Common Sentence Errors in English and their Quick Fix

When you try to make your sentences clear and easy to understand, there are considerations you have to observe while writing. Some common mistakes in sentence writing can affect the readability of your text. 

By following the standard English sentence writing standard, you can convey your will better to your reader. Knowing the guidelines will help you to compose correct sentences as well as identify errors in your text. Moreover, it will assist you in repairing the flaws to make them well-polished.
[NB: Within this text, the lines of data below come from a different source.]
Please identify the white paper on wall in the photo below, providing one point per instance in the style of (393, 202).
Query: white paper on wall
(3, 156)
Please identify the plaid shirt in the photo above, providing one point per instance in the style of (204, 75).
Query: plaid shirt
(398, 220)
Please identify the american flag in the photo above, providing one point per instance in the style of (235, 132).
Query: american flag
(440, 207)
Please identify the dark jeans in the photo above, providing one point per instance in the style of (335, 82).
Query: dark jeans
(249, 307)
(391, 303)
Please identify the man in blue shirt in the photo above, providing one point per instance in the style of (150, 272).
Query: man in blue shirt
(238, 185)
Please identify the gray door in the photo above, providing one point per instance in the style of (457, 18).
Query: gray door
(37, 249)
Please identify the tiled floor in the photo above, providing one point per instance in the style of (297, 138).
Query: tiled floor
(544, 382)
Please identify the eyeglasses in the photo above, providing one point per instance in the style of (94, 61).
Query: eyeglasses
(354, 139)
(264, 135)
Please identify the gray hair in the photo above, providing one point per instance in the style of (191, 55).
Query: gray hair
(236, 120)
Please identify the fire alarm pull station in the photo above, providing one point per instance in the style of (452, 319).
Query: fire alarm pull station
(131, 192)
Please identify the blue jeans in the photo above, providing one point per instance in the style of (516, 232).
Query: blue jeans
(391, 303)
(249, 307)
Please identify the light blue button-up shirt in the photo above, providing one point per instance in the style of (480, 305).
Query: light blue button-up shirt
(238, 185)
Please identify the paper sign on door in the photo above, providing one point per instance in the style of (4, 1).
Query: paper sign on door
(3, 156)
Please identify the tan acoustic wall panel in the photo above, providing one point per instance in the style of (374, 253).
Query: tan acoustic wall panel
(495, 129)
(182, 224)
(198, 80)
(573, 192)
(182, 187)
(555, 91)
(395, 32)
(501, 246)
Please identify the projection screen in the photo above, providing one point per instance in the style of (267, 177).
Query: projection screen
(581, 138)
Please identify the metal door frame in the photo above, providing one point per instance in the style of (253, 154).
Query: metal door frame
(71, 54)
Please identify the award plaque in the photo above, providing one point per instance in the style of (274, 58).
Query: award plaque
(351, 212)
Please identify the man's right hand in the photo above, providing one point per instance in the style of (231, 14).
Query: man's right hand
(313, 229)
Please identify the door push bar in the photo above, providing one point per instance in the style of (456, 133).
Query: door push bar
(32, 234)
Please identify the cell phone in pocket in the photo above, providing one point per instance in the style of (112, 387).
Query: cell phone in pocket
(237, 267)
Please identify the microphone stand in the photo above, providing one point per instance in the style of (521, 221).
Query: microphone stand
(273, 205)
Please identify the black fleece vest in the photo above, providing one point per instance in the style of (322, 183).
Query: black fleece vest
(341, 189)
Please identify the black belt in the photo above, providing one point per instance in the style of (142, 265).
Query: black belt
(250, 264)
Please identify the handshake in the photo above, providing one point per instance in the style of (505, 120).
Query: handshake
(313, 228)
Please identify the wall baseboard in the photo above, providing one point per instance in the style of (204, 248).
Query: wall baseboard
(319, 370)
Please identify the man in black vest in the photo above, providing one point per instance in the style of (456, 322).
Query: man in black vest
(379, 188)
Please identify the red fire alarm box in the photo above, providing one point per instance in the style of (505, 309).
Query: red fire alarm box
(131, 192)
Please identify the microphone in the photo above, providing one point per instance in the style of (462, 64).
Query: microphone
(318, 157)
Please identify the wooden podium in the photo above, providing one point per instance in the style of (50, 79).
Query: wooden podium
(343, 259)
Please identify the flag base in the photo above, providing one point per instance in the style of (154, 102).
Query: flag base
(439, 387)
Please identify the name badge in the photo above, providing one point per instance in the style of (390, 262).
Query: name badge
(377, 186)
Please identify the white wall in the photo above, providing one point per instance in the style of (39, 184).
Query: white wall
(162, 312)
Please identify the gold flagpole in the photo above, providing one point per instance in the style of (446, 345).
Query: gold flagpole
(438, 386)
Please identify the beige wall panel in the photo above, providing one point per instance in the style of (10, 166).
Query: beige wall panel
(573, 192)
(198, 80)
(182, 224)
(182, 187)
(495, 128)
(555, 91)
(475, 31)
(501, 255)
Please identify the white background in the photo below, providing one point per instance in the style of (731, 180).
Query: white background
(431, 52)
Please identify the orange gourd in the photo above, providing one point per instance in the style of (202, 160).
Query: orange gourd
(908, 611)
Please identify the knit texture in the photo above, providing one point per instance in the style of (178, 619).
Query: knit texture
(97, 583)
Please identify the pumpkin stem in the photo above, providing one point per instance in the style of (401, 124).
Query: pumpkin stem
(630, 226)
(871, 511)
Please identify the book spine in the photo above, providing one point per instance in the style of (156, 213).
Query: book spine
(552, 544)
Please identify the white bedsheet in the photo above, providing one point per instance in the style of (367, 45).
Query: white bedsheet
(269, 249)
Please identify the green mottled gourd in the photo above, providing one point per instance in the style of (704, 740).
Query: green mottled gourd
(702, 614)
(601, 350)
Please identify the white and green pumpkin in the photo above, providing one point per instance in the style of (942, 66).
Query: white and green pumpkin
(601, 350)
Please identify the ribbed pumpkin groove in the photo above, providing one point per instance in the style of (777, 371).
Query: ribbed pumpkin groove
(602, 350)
This article provides a list of common sentence mistakes and suggestions to correct them. Read on and use our list as a guide when writing your sentences.  

Sentence Fragment

A fragment is an incomplete sentence. It has an element that is missing in the sentence. It could be a missing subject or a predicate or lacks a whole idea. To be considered a complete sentence, it must contain a subject, a predicate, and a complete thought.  

Missing subject

The subject is the doer of the action. It usually answers the question of who or what? Some messages are constructed without a subject but describe or tell what it does. This kind of sentence construction is erroneous. 


Quick Fix: To correct a fragment with a missing subject, add details by identifying the doer of the action.



Fragment: Fell on the tree.

Revised: The naughty kid fell on the tree.


Fragment: Shows no progress in the project. 

Revised: The current situation shows no progress in the project.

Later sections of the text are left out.